I Verifying Integration of ##\int_0^1 x^m \ln x \, \mathrm{d}x##

[murshid_islam]

TL;DR

Is my Integration ok?

I'm trying to compute $\int_0^1 x^m \ln x \, \mathrm{d}x$. I'm wondering if the bit about the application of L'Hopital's rule was ok. Can anyone check?

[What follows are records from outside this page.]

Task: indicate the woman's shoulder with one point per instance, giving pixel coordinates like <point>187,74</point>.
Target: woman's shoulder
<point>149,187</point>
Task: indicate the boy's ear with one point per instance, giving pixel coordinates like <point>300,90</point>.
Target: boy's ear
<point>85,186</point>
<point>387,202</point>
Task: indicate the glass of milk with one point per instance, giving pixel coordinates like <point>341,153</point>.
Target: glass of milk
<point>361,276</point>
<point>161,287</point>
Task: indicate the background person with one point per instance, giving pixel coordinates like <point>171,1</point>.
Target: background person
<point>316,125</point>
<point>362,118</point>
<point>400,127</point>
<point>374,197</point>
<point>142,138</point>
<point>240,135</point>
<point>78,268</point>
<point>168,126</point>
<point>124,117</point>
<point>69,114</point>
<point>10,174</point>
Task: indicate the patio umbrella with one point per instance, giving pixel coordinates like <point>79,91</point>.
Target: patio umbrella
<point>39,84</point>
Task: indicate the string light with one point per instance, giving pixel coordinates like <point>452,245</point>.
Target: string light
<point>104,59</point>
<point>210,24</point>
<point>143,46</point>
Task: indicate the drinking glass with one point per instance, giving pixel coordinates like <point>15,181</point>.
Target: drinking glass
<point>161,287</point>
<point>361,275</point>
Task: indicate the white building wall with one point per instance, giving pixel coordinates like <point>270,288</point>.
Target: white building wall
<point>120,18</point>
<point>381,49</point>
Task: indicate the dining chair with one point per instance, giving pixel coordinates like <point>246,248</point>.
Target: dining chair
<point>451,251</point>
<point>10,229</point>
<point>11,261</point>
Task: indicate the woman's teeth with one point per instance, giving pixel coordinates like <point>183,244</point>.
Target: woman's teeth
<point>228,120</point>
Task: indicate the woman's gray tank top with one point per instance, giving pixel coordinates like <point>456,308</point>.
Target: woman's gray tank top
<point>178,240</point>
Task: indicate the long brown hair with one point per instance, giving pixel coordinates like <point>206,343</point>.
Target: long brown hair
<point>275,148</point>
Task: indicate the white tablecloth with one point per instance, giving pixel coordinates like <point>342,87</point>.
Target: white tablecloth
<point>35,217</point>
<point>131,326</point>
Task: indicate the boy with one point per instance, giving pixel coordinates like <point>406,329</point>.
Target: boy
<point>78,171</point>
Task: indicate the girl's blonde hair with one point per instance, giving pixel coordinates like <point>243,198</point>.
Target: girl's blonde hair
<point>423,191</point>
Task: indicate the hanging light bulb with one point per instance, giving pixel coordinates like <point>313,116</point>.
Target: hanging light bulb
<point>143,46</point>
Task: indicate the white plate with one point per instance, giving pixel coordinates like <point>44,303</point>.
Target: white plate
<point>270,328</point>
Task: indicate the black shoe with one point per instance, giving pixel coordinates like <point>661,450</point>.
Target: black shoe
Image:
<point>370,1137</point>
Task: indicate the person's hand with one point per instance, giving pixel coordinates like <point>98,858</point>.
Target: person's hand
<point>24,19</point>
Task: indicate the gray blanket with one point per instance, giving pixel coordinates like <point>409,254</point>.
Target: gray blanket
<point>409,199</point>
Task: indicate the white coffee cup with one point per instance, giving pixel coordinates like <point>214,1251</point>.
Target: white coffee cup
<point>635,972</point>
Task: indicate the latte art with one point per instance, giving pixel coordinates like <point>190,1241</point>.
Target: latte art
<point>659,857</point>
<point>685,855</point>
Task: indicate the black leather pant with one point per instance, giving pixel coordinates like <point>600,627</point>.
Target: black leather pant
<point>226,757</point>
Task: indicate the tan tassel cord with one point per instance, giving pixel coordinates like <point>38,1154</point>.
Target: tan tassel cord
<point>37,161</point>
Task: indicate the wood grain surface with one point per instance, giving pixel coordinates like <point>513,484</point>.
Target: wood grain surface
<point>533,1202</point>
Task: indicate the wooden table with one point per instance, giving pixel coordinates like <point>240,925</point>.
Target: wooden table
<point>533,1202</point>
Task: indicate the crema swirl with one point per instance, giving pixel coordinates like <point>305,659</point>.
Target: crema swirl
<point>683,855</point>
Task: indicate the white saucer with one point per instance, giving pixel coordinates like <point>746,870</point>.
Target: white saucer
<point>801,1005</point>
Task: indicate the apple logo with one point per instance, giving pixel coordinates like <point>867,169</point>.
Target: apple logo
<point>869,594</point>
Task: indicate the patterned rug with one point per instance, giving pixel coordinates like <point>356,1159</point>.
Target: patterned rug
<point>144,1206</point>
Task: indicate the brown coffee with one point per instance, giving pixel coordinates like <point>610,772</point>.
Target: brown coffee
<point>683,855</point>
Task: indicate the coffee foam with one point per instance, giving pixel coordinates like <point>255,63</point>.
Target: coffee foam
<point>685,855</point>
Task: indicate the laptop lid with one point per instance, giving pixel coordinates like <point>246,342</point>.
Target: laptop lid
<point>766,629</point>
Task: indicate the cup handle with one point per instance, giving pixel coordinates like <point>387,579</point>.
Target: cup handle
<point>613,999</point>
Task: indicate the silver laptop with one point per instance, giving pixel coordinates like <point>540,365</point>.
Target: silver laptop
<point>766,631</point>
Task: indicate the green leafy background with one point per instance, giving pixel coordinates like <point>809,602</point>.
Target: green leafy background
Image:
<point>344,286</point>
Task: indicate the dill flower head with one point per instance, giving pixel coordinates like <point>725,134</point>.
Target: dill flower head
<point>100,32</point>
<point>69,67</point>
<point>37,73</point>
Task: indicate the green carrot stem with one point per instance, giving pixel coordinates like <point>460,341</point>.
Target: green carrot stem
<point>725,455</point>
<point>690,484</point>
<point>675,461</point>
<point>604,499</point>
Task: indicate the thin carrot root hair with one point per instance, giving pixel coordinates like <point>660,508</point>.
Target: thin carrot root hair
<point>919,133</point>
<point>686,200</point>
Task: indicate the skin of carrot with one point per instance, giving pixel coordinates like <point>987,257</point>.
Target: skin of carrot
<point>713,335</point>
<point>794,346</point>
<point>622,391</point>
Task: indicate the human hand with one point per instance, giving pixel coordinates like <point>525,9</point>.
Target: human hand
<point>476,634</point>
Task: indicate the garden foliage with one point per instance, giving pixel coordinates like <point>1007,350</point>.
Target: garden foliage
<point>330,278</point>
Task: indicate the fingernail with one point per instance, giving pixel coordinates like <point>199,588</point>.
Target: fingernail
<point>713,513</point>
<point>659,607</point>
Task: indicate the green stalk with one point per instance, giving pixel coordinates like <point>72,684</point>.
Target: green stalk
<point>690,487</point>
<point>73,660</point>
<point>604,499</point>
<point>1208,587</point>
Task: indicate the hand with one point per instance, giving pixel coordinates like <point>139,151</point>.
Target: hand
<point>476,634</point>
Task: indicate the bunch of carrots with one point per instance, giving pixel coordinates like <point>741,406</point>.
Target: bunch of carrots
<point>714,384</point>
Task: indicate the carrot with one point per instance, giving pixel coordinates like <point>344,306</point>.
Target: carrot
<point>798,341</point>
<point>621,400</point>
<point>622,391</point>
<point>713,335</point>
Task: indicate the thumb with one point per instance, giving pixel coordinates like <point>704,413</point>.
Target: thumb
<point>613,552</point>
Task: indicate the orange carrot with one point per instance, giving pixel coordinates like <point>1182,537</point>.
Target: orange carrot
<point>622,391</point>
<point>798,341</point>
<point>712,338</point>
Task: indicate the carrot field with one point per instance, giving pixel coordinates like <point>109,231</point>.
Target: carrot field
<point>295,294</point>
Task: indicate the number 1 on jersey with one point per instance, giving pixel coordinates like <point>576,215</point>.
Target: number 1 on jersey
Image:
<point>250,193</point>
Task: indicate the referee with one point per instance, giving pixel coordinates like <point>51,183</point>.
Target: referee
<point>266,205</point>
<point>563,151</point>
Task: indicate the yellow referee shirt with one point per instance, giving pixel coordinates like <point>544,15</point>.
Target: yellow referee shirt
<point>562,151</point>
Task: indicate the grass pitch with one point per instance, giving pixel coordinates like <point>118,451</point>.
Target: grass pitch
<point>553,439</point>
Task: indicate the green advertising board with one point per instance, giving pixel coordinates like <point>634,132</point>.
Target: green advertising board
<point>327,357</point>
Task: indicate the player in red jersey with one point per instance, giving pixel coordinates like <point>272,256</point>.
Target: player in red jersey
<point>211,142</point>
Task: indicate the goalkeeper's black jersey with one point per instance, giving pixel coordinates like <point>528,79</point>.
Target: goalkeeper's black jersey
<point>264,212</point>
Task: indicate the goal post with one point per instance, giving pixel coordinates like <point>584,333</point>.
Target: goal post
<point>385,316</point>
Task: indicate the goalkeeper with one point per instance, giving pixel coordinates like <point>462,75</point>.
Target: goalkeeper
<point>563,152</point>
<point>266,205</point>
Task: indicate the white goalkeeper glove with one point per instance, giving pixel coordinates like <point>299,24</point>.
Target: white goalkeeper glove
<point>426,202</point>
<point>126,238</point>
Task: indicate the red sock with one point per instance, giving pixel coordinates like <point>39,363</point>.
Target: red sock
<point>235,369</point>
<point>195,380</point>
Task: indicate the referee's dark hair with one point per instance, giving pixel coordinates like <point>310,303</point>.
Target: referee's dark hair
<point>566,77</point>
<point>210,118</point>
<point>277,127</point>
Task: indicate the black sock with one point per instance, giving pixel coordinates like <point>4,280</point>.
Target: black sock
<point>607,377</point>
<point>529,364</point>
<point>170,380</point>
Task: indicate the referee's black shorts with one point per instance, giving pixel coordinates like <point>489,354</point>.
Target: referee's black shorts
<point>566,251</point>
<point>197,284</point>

Letting $u = \ln x$ and $\mathrm{d}v = x^m$, we have $\mathrm{d}u = \frac{1}{x}\mathrm{d}x$ and $v = \frac{x^{m+1}}{m+1}$

$\int_0^1 x^m \ln(x) \, \mathrm{d}x$

$= \left. \frac{1}{m+1} x^{m+1} \ln(x) \right|_{0}^{1} - \int_{0}^{1} \frac{x^m}{m+1} \, \mathrm{d}x$

$= \frac{1}{m+1} \left(0 - \lim_{x \to 0} x^{m+1} \ln(x) \right) - \left. \frac{x^{m+1}}{(m+1)^2} \right|_{0}^{1}$

$= \frac{1}{m+1} \left(\lim_{x \to 0} x^{m+1} \ln\left(\frac{1}{x}\right) \right) - \frac{1}{(m+1)^2}$

$= \frac{1}{m+1} \left(\lim_{x \to 0}\frac{\ln(1/x)}{1/x^{m+1}} \right) - \frac{1}{(m+1)^2}$

$= \frac{1}{m+1} \left(\lim_{x \to 0}\frac{x (-1/x^2)}{-(m+1)x^{-m-2}} \right) - \frac{1}{(m+1)^2}$

$= \frac{1}{m+1} \left(\lim_{x \to 0}\frac{x^{m+1}}{m+1} \right) - \frac{1}{(m+1)^2}$

$= 0 - \frac{1}{(m+1)^2}$

$= \frac{-1}{(m+1)^2}$

 

[anuttarasammyak]

It seems OK. For verification, say m=0 the graphs of y=log x and y=e^x are symmetric wrt line y=x, the integration
\int_{-\infty}^0 e^x dx = 1
equals with your result putting minus sign.